June 4, 2009

The Endgame [7:33 am]

And an ugly precedent in the exercise of the power of the Executive is set: Telecoms Win Dismissal of Wiretap Suits (pdf)

A federal judge on Wednesday threw out more than three dozen lawsuits claiming that the nation’s major telecommunications companies had illegally assisted in the wiretapping without warrants program approved by President George W. Bush after the 2001 terrorist attacks.

Chief Judge Vaughn R. Walker of Federal District Court in Northern California said that although consumer and privacy groups raised important constitutional issues in their claims, Congress had left no doubt about its “unequivocal intention” when it passed a measure last summer giving immunity to phone carriers in the wiretapping program.

The ruling: In Re: National Security Agency Telecommunications Records Litigation. It points out that the options remaining to try to regain integrity in the system depend upon a few cases yet pending:

The two categories of cases not targeted for dismissal in the United States’ instant motion to dismiss are those brought against governmental entities (Al-Haramain Islamic Foundation, Inc v Bush, No C 07-0109; Center for Constitutional Rights v Bush, No C 07-1115; Guzzi v Bush, No C 06-6225; Shubert v Bush, No C 07-0693) and those brought by the United States against state attorneys general (United States v Clayton, C 07-01242; United States v Palermino, C 07-01326; United States v Farber, C 07-01324; United States v Reishus, C 07-01323; United States v Volz, C0 7-01396; Clayton v ATT, C 07-01187). The latter six actions by the United States against states are the subject of a separate motion for summary judgment brought under section 803 of FISAAA, 50 USC § 1885b (Doc #536) and a separate order by the court.

[...] The court agrees with the United States and the telecommunications company defendants on this point: plaintiffs retain a means of redressing the harms alleged in their complaints by proceeding against governmental actors and entities who are, after all, the primary actors in the alleged wiretapping activities. [...]

We’ll see. But, don’t forget that this President specifically came off the campaign trail to vote on this immunity bill in the Senate, and he voted in favor — not to mention his continuation of the previous Administration’s policies when it comes to domestic telecommunications surveillance, so we can bet that there will continue to be nightmares to come.

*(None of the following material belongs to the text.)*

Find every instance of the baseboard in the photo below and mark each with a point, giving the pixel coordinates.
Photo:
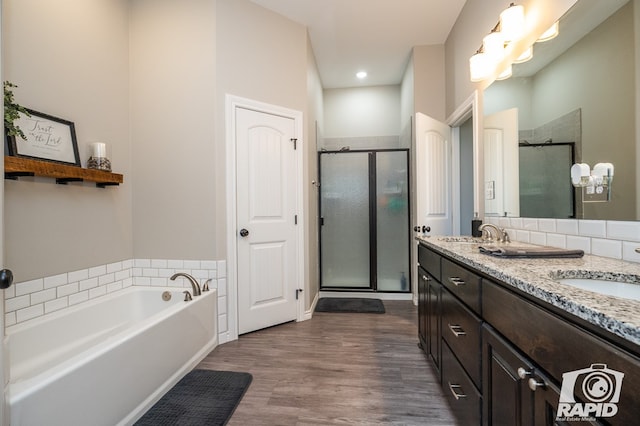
(367, 295)
(308, 314)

Just consider: while one might imagine that the telecommunications companies “won” in this case, it’s now the case that these companies are vassals of the US Government. They no longer have recourse when told to break the law by the Government — they are no longer able to act on their clients’ behalf because they can no longer claim that the Government is asking them to shoulder a liability risk that violates their contracts with their customers and their fiduciary responsibility to their shareholders — anyone raising that objection will simply be told that the Government will immunize them. Which makes the closing portion of the New York Times’ article particularly ironic:

“We are gratified by the court’s decision,” said Michael Balmoris, a spokesman for AT&T, “and we look forward to continuing our focus on serving our customers’ needs.”

Riiiiight!

I have no desire to join the “tinfoil hat brigade,” but the expansion of executive power under this new Administration doesn’t look like much of a “change” to me at all. After all, there’s S.1100 — “Detainee Photographic Records Protection Act of 2009″ —

A bill to provide that certain photographic records relating to the treatment of any individual engaged, captured, or detained after September 11, 2001, by the Armed Forces of the United States in operations outside the United States shall not be subject to disclosure under section 552 of title 5, United States Code (commonly referred to as the Freedom of Information Act)

To get a sense of just how miraculous it is that Al-Haramain is still being litigated at all, you might want to see this earlier post as well as the related New Yorker article (pdf).